Little did I realize when I signed the contract for Judson’s story to be published that the imminent book release would be both a literal and figurative release.
As Eyes that See is, in the literal sense, being released for public consumption, I have become notably aware of how putting our precious little boy’s story out there for the world to read, newly exposes our family to misperceptions, criticism, and false impressions. In baring our souls, we have left the door open for people to be critical: whether it be disapproval over medical decisions, or our theology, or our hope for healing, or our parenting, or even our intent with the book — we are freshly susceptible. I feel a new and profound vulnerability, like I am naked in my most raw, broken places.
Additionally, this book is likely the most tangible legacy of Judson’s life and as much as we try to curb our expectations for the book we are also at risk for disappointment and discouragement. It is hard not to want God to put Eyes that See in the hands of many, as if more sales somehow reflects the degree to which God is working through the life of our son. I regularly fight this mindset.
Yet, on the flipside, the release of this book is like giving anyone and everyone the opportunity to reach out and touch our beloved little guy. I feel protective of Jud. I want to hold him close, like the picture above, and tuck him in my arms where he is protected and secure.

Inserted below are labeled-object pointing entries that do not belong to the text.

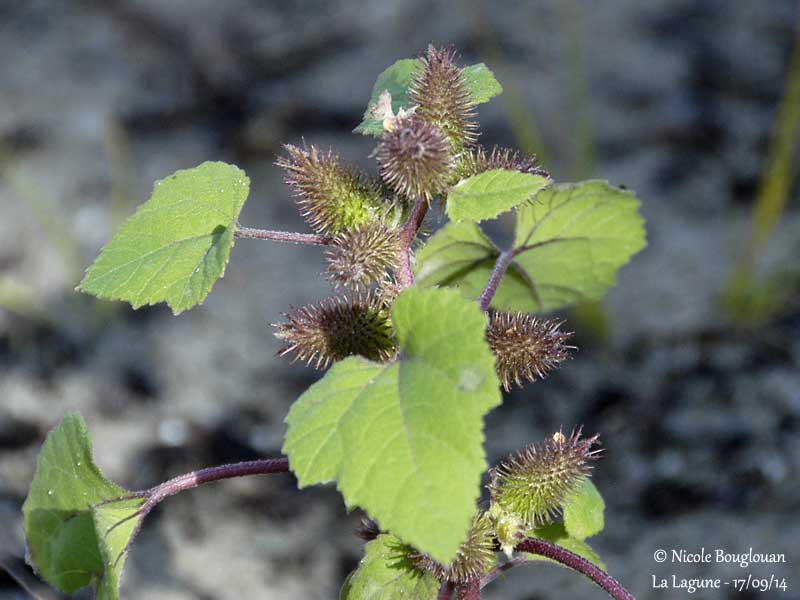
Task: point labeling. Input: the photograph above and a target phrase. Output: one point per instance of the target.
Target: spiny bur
(477, 161)
(475, 556)
(336, 328)
(331, 197)
(533, 485)
(441, 96)
(360, 256)
(414, 159)
(526, 347)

Strangely, I think these very real feelings of vulnerability are exactly where God wants me as we move forward with the book release. It is, in fact, these emotions that are causing me to constantly be reminded that this is God’s story, we are simply participants in it, and we have been called to this path. The Lord has clearly been orchestrating everything with the book to this point, and I must trust him, no matter what he chooses to do. Furthermore, whether a handful of people read it, or a huge number, is in no way indicative of the value of Judson’s life and story. Lastly, I am again reminded that Judson is not ours, he was simply entrusted to our care, and God is asking us, once more, to surrender our boy, to walk with open arms for God to use Judson however he chooses…we just need to be faithful.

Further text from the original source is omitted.